Reflections on work as we mark Labor Day Print
Seeing with Jesus' Eyes
Thursday, Aug. 28, 2014 -- 12:00 AM

Labor Day offers us opportunities to reflect upon the value, blessings, and crosses of work from the perspective of Catholic spirituality. Since we spend much time working and commuting to work, such reflection is important.

In Genesis 1:26 God said, "Let us make man in our image, after our likeness." By our work, we honor the gifts and talents we received from God. Our work helps us to co-create with God by transforming creation in ways that benefit humanity, reflect Christ-like values, and bring creation to its completion and fulfillment.

Transforming the world -- and ourselves

When we make crutches or rosaries, or write about poverty, we ought to feel good because our work benefits others. When we prepare meals, grow crops, or repair computers, we should be proud because our work serves others.

In paragraph nine of Pope John Paul’s II’s encyclical On Human Work, he basically says that through work we not only transform the world, but we ourselves are transformed becoming more fully a human being.

Giving an honest day's work, being honest, and doing quality work strengthens us to live basic Christian values that we need to grow spiritually. Teaching or preaching about Jesus often helps us become more Christ-like.

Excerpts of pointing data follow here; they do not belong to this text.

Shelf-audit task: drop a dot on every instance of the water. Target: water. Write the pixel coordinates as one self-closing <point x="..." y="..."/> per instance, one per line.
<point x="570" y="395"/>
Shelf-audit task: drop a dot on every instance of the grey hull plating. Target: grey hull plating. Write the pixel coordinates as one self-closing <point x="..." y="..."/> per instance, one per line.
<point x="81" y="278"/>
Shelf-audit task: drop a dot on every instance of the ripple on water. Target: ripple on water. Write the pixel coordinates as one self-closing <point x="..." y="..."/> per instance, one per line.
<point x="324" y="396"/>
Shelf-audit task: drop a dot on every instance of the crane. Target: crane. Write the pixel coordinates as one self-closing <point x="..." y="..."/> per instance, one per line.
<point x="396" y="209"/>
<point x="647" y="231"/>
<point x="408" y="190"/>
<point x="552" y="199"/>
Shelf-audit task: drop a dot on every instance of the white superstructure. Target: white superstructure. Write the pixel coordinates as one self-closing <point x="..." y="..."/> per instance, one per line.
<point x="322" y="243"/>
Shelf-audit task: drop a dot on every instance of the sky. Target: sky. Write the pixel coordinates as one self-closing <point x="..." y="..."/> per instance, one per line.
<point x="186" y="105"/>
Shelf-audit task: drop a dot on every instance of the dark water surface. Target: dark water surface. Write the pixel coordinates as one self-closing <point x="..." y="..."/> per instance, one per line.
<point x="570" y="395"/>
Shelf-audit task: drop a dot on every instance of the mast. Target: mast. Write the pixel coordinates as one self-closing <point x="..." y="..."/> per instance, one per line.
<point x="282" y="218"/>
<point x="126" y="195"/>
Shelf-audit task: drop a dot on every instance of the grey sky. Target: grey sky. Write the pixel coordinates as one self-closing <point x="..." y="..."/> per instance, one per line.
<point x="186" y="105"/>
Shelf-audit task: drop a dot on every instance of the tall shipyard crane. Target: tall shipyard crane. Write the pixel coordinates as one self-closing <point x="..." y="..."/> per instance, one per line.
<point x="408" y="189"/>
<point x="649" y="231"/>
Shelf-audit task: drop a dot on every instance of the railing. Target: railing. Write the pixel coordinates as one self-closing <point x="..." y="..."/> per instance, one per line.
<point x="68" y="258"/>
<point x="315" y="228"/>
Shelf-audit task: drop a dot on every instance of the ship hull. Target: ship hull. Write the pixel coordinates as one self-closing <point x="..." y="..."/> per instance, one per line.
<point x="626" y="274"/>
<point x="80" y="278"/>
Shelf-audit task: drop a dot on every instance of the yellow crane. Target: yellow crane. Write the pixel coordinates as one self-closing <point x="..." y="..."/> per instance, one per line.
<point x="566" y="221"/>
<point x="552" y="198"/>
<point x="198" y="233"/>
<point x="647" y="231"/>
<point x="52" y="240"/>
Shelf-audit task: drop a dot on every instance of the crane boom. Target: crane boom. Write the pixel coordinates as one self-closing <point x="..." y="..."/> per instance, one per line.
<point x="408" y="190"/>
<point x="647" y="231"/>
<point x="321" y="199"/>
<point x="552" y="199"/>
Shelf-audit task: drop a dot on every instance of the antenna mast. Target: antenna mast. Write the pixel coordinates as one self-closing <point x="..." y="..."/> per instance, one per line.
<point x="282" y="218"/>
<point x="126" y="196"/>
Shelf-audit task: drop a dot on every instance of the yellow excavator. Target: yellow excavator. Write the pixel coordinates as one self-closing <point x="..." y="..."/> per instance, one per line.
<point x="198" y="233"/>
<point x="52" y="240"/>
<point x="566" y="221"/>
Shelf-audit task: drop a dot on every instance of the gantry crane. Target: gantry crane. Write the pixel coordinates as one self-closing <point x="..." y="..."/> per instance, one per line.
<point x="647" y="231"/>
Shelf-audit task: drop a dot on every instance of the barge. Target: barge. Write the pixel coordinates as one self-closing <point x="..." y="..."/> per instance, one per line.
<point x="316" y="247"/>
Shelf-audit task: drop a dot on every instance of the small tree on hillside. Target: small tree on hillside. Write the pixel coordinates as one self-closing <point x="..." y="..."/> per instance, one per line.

Meaningful work develops our creativity, teaches us to work with others, and helps us to support family and ourselves.

Obligations of society

When we're unemployed, want a job, and can't find work, we may lose self-respect and feel humiliated and worthless. Society has moral obligations to reduce joblessness because our work helps support families, nurtures children, and enables us to help the needy.

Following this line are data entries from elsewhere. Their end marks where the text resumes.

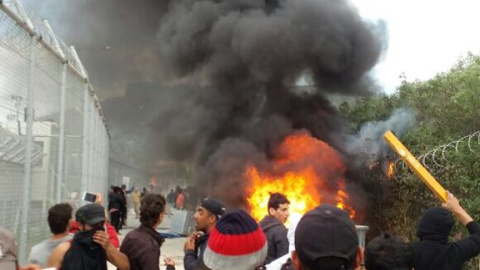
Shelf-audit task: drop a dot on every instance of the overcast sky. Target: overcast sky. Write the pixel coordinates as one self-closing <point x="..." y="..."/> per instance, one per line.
<point x="425" y="37"/>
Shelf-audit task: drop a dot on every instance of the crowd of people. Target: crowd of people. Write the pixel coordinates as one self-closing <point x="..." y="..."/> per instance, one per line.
<point x="324" y="238"/>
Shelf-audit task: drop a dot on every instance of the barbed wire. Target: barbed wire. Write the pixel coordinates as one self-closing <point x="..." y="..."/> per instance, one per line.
<point x="437" y="159"/>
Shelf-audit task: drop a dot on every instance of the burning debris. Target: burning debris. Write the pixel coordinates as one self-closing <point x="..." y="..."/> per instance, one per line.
<point x="241" y="127"/>
<point x="306" y="170"/>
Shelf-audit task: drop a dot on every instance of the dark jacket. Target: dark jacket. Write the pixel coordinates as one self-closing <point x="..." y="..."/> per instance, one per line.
<point x="142" y="247"/>
<point x="193" y="259"/>
<point x="433" y="250"/>
<point x="276" y="235"/>
<point x="84" y="253"/>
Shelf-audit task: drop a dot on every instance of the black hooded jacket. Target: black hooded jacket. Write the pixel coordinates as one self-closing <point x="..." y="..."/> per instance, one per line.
<point x="433" y="252"/>
<point x="276" y="235"/>
<point x="84" y="253"/>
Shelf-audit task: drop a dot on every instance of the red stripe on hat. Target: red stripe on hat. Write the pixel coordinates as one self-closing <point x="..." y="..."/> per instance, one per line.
<point x="238" y="244"/>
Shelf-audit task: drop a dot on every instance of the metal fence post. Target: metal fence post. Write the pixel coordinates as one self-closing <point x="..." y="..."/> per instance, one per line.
<point x="27" y="180"/>
<point x="86" y="130"/>
<point x="61" y="135"/>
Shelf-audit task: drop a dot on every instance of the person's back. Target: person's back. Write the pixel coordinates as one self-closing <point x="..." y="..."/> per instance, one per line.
<point x="326" y="239"/>
<point x="59" y="218"/>
<point x="273" y="228"/>
<point x="142" y="245"/>
<point x="433" y="250"/>
<point x="40" y="252"/>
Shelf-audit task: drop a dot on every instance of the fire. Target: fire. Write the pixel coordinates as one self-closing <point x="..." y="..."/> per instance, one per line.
<point x="390" y="170"/>
<point x="306" y="170"/>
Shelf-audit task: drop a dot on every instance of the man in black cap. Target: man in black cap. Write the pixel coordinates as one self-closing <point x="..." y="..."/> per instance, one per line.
<point x="326" y="239"/>
<point x="208" y="213"/>
<point x="90" y="248"/>
<point x="433" y="250"/>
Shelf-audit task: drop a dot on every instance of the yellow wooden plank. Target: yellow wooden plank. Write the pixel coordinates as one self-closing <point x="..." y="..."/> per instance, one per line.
<point x="416" y="166"/>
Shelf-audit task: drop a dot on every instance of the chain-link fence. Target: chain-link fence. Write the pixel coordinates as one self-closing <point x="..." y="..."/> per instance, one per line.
<point x="54" y="143"/>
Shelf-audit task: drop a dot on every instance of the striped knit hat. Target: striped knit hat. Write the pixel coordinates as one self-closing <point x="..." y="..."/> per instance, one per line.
<point x="235" y="243"/>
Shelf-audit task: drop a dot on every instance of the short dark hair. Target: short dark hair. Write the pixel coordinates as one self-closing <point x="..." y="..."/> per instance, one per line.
<point x="387" y="252"/>
<point x="276" y="199"/>
<point x="59" y="217"/>
<point x="151" y="206"/>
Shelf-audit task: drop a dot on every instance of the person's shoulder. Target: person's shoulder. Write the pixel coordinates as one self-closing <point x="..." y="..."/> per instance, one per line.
<point x="61" y="249"/>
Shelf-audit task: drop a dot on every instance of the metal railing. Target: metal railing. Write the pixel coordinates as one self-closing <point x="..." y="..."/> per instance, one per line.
<point x="54" y="142"/>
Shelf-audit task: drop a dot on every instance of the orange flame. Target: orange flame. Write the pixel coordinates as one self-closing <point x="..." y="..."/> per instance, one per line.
<point x="303" y="169"/>
<point x="390" y="170"/>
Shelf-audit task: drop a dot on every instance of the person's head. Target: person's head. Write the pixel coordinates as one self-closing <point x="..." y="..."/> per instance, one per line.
<point x="236" y="242"/>
<point x="8" y="250"/>
<point x="59" y="217"/>
<point x="278" y="206"/>
<point x="208" y="212"/>
<point x="326" y="239"/>
<point x="388" y="252"/>
<point x="152" y="210"/>
<point x="435" y="225"/>
<point x="90" y="217"/>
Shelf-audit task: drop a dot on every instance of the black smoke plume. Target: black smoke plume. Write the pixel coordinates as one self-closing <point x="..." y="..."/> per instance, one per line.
<point x="248" y="56"/>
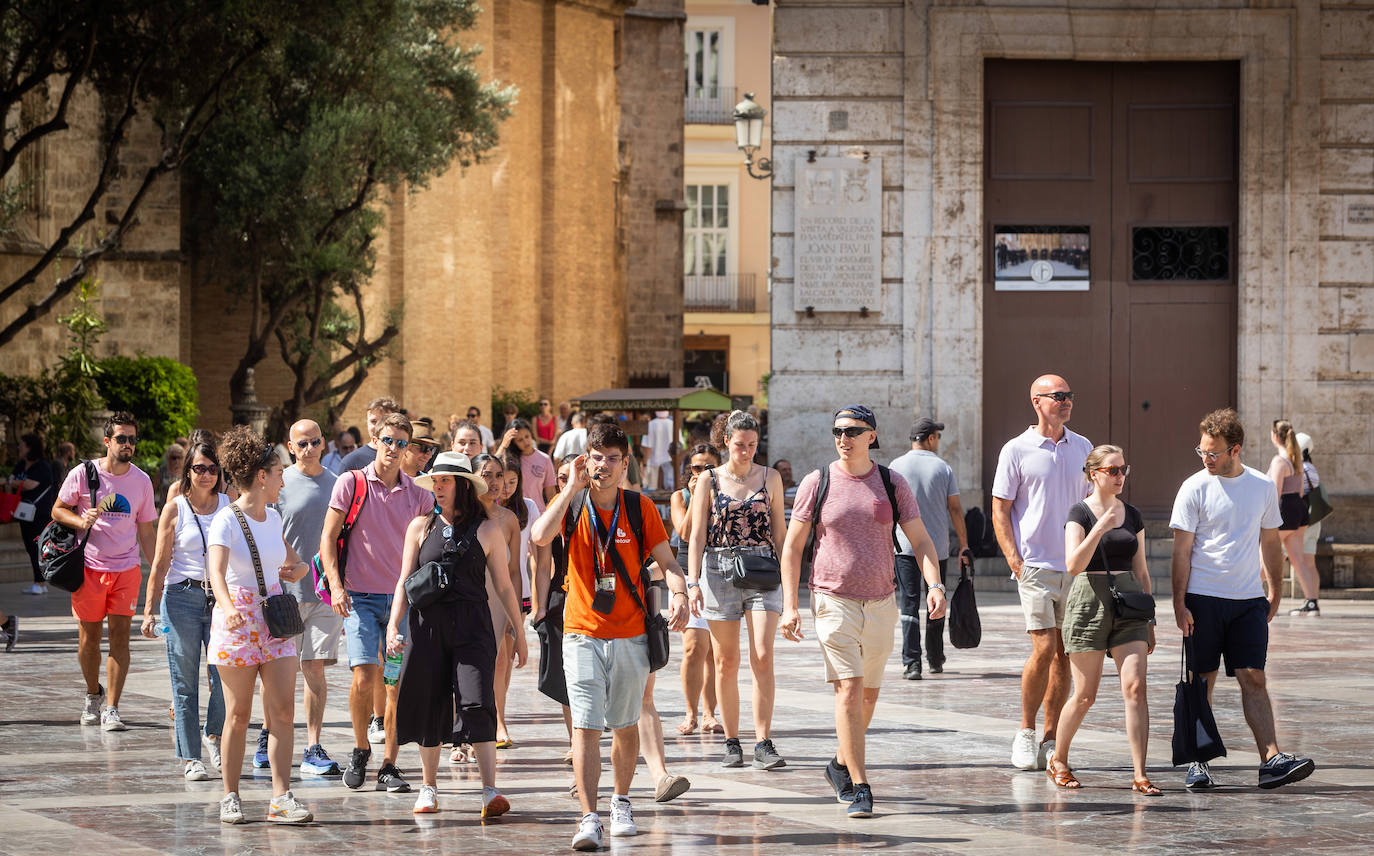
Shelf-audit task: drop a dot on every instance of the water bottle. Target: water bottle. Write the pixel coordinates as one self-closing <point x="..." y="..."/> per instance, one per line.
<point x="392" y="671"/>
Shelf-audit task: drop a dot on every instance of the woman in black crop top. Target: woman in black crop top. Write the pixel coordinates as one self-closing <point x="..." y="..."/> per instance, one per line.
<point x="1104" y="544"/>
<point x="449" y="647"/>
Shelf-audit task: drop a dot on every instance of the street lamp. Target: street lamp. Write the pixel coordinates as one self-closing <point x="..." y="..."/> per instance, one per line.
<point x="749" y="135"/>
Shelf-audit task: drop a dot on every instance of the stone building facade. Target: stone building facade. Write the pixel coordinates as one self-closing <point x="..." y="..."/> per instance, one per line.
<point x="904" y="81"/>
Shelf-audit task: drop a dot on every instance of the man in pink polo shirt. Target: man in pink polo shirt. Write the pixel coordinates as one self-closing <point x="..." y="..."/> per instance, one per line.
<point x="364" y="590"/>
<point x="124" y="520"/>
<point x="853" y="584"/>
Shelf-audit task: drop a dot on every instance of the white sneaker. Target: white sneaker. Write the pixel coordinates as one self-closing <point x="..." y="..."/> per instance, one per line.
<point x="588" y="833"/>
<point x="110" y="720"/>
<point x="91" y="711"/>
<point x="1042" y="757"/>
<point x="1024" y="753"/>
<point x="286" y="809"/>
<point x="231" y="811"/>
<point x="428" y="801"/>
<point x="212" y="742"/>
<point x="621" y="819"/>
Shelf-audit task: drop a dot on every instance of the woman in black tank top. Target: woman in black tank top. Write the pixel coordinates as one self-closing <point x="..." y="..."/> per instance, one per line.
<point x="449" y="650"/>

Employers have obligations to pay just wages, provide decent working conditions, and treat employees fairly. In No. 2424 of the Catechism of the Catholic Church it says, "Every practice that reduces persons to nothing more than a means of profit enslaves man. It leads to idolizing money and contributes to atheism's spread."

Relationships between employers and employees should be characterized by mutual trust, communication, accountability, respect, and understanding.

Work as a cross

Sometimes, our work can be a cross. In the Catechism of the Catholic Church, No. 2427, it says "Workers show themselves to be disciples of Christ by carrying their cross daily in the work they are called to accomplish." For their family’s sake, some workers heroically persevere at jobs that are crosses.

Studies indicate that our success at work often depends upon our ability to get along and work with co-workers. This fosters longevity, helps us to produce quality work, and sometimes brings us closer to God.

Relationships that we develop at work can last a lifetime. At eating places, we often see retired co-workers share coffee and news and spin stories of the good old days.

Glorifying God through out work

Work's meaning was forever transformed by Christ the worker. As a child, he learned carpentry from Joseph. He probably sweated, got dirty, and even experienced tiredness, but he was in relationship with His Heavenly Father and his work was joined to the Father's work.

We can imitate Jesus, because we too have a relationship with his Father.

Russell Wilson, a football player with the Seattle Seahawks, said, "When I step on the field, I always pray, thanking God that I'm able to wake up that morning and try to glorify the Lord with what I do on the field. I think if you try to do that, no matter what you do on the field, you can be happy about what you did."

His inspiring words remind us we can glorify God through our work.

On Labor Day, let's thank God for our talents and the work he has given us to do. Let's pray that we discover joy and satisfaction in our work, realizing that we are co-creators with God and stewards of creation.

Let's pray that the jobless find work that sustains their families, nurtures their children, and helps them support their church. Enjoy Labor Day!


Fr. Donald Lange is a pastor emeritus in the Diocese of Madison.